The webinar series that warmed up prospects? Invisible. The LinkedIn campaign that introduced the brand? Zero credit. The content marketing that establishes thought leadership? Nowhere in the reports.
This creates a dangerous feedback loop. Last-click overcredits branded search, which tempts leaders to cut brand spend. That cut destroys the top-of-funnel demand creation that produced the branded search in the first place. You're essentially eating your seed corn and calling it efficiency.
Six Pillars, One System
The core of Woozeer's framework is six interconnected capabilities: Intent Data and ABM, GTM Engineering, Revenue Engineering, Interactive Content, Dark Social, and Measurement. What makes this useful is that he treats them as one system rather than six separate initiatives.
Intent data feeds ABM targeting. GTM engineering automates the response. Interactive content accelerates engagement. Dark social amplifies reach. Measurement proves it worked. Pull one thread and the others move.

The technology stack he recommends reflects the broader shift happening in ABM: away from monolithic $100K platforms toward composable best-of-breed tools. Clay for enrichment. Common Room for community signals. Warmly or RB2B for website identification. The pattern is consistent across practitioners: buy-in to ABM-the-strategy is still strong, but buy-in to the legacy-ABM-platform is collapsing.
The Scoreboard Shift
The most important reframe in the guide is also the simplest: you are not generating MQLs. You are creating pipeline and influencing revenue.
This sounds obvious until you look at how most marketing teams are actually measured. Form-fills. Lead volume. Cost-per-lead. These metrics made sense when buyers engaged early and sales controlled the information flow. They make less sense when 81% of buyers have a preferred vendor before their first direct interaction and the average buying team includes nearly 12 individuals.
Woozeer's proposed scoreboard moves from form-fills to pipeline influenced, pipeline velocity, and cost per opportunity. It's a harder measurement problem, but it's the right measurement problem.
The Claude Co-Pilot Angle
One detail worth noting: the guide includes specific AI prompts for using Claude to draft executive memos, build measurement frameworks, and pre-empt objections from finance and sales leadership. It's a practical acknowledgment that the hardest part of demand gen transformation isn't the tactics. It's getting internal alignment on why the tactics need to change.
The prompt for a CFO-facing memo is particularly sharp: "Lead with the cost-per-opportunity math, name the attribution risk plainly, pre-empt the three objections a finance leader raises." That's not AI as a gimmick. That's AI as a tool for the political work that makes strategy possible.

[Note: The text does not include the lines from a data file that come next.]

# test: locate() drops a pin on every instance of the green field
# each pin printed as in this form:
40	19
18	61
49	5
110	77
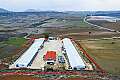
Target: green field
65	23
7	48
105	52
15	41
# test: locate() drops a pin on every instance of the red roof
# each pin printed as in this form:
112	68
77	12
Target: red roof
50	55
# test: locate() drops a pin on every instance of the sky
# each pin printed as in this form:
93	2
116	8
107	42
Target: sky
61	5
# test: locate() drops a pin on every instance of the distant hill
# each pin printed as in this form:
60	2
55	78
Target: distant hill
3	10
31	10
108	13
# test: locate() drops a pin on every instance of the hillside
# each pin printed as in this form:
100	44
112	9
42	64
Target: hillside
3	10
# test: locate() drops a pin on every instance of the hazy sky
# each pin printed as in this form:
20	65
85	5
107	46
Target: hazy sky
60	5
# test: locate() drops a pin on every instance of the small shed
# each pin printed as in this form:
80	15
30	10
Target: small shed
50	55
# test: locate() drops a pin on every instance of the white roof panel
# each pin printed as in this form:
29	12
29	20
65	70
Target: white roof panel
74	58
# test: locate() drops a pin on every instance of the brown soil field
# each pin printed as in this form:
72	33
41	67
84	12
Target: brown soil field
18	77
105	53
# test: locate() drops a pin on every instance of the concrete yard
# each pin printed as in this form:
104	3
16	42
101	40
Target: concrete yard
52	45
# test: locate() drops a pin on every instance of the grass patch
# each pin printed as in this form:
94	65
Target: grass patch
17	41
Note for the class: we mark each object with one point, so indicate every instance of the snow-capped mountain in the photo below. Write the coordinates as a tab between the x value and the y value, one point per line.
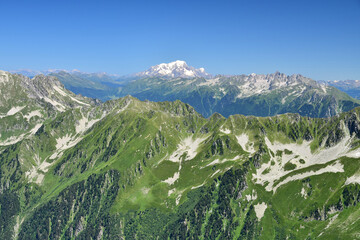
173	70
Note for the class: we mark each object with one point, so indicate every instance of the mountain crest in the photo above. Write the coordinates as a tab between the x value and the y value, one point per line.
174	69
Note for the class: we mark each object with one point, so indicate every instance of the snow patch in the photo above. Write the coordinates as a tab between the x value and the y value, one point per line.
260	210
334	168
4	77
188	146
299	151
303	193
243	141
33	114
14	110
57	105
225	130
355	179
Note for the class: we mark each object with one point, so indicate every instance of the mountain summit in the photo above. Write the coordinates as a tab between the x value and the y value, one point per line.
174	69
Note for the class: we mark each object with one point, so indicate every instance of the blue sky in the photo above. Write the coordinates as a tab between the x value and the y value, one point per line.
318	38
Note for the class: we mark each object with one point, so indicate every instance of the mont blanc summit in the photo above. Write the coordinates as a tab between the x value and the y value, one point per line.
174	69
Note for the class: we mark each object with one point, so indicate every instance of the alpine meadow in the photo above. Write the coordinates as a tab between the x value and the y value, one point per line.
255	136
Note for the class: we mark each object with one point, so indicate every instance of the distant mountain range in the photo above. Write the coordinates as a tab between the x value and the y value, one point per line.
72	167
351	87
254	94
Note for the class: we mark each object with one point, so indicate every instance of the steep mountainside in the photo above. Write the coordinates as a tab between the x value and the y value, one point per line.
128	169
100	86
173	70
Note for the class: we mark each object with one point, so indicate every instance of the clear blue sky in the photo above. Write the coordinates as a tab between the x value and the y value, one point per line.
317	38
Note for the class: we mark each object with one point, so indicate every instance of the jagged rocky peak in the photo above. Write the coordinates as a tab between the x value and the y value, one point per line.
174	69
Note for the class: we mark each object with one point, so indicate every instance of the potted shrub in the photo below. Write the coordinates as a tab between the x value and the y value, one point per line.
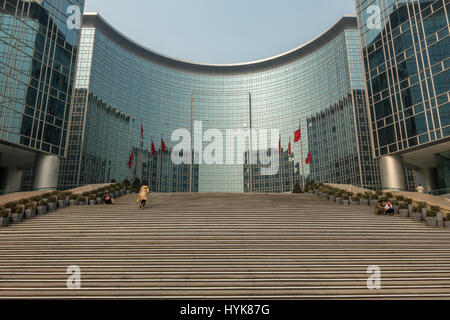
30	210
430	219
73	201
364	200
345	200
81	200
408	202
417	214
403	210
447	220
51	204
423	206
296	188
4	217
92	199
17	214
332	195
42	207
99	198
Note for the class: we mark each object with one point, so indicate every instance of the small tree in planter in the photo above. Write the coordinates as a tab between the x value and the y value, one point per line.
17	214
332	195
81	200
296	188
423	205
430	219
42	207
92	199
403	210
4	217
447	220
410	205
364	200
30	210
73	201
51	205
345	199
338	197
99	198
417	214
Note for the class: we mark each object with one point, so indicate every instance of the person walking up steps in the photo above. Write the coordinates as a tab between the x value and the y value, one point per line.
142	197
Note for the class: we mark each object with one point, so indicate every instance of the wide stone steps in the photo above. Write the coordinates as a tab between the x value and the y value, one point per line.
220	246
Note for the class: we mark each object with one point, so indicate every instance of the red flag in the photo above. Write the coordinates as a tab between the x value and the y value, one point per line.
153	149
297	135
130	160
308	159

What This Means for Your Monday Morning
If you're a marketing leader reading this, the question isn't whether Woozeer's framework is correct. The data on buyer behavior is pretty clear. The question is whether you have the organizational permission to act on it.
Shifting budget from 60% paid acquisition to a more balanced mix of brand, content, narrow paid, and measurement requires a conversation with your CFO that most CMOs don't want to have. It requires admitting that the metrics you've been reporting don't capture most of what's actually happening. It requires patience in a world that rewards quarterly results.
But here's the thing: the companies that figure this out will be on the shortlist before their competitors know a deal exists. The companies that don't will keep optimizing for form-fills while wondering why pipeline stays flat.
Marketing is like dating, as I've said before. You don't propose on the first ad impression. Woozeer's guide is essentially a manual for the long game, and in a market where 95% of your future customers aren't shopping today, the long game is the only game that matters.